Since we rarely face custom allocators, I think it's enough that we
have enum types for in-core allocators and one "CUSTOM".  For the
"CUSTOM" allocators, we need to look into cxt->methods->name if we
need to identify it but I don't think it's too bothering as far as we
need to do that only for the need.

> We might have to see if anybody else has an opinion. I'd rather do it
> your way than no way, but I feel like it's such a strange design that
> I'd be afraid to commit it if anyone other than you had suggested it,
> for fear of having you demand an immediate revert and, maybe, the
> removal of some of my less important limbs.

regards.

-- 
Kyotaro Horiguchi
NTT Open Source Software Center

Re: Is custom MemoryContext prohibited?

From

Andres Freund

Date:

06 February 2020, 03:09:08

Hi,

On 2020-02-05 09:28:08 -0500, Robert Haas wrote:
> On Mon, Feb 3, 2020 at 7:26 PM Andres Freund <andres@anarazel.de> wrote:
> > Hm.
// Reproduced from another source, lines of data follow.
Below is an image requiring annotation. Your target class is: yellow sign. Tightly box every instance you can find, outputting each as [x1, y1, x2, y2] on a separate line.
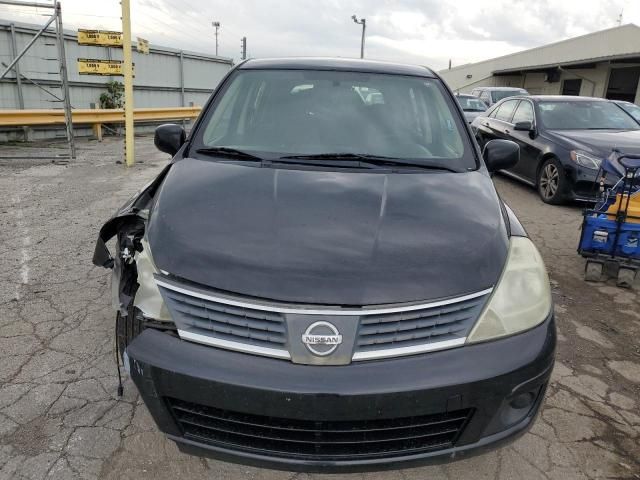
[77, 58, 134, 76]
[77, 29, 123, 47]
[137, 38, 150, 54]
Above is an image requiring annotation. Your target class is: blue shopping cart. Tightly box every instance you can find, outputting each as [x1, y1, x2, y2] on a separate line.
[578, 152, 640, 287]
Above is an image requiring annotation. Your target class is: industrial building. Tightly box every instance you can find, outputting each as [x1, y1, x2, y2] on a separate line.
[439, 24, 640, 104]
[0, 19, 233, 141]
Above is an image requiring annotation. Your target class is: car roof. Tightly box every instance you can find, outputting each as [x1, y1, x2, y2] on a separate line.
[475, 87, 527, 91]
[527, 95, 609, 102]
[612, 99, 635, 105]
[239, 57, 436, 77]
I kinda like the idea of still having one NodeTag identifying memory
> > contexts, and then some additional field identifying the actual
> > type. Being able to continue to rely on IsA() etc imo is nice.  I think
> > nodes.h itself only would be a problem for frontend code because we put
> > a lot of other stuff too. We should just separate the actually generic
> > stuff out. I think it's going to be like 2 seconds once we have memory
> > contexts until we're e.g. going to want to also have pg_list.h - which
> > is harder without knowing the tags.
> 
> The problem with IsA() is that it assumes that you've got all the node
> tags that can ever exist in one big enum. I don't see how to make that
> work once you extend the system to work with more than one program. I
> think it will be really confusing if frontend code starts reusing
> random backend data structures. Like, fundamental things like List,
> sure, that should be exposed. But if people start creating Plan or FDW
> objects in the frontend, it's just going to be chaos. And I don't
> think we want new objects that people may add for frontend code to be
> visible to backend code, either.

I wasn't advocating for making plannodes.h etc frontend usable. I think
that's a fairly different discussion than making enum NodeTag,
pg_list.h, memutils.h available.  I don't see them having access to the
numerical value of node tag for backend structs as something actually
problematic (I'm pretty sure you can do that today already if you really
want to - but why would you?).

I don't buy that having a separate magic number for various types that
we may want to use both frontend and backend is better than largely just
having one set of such magic type identifiers.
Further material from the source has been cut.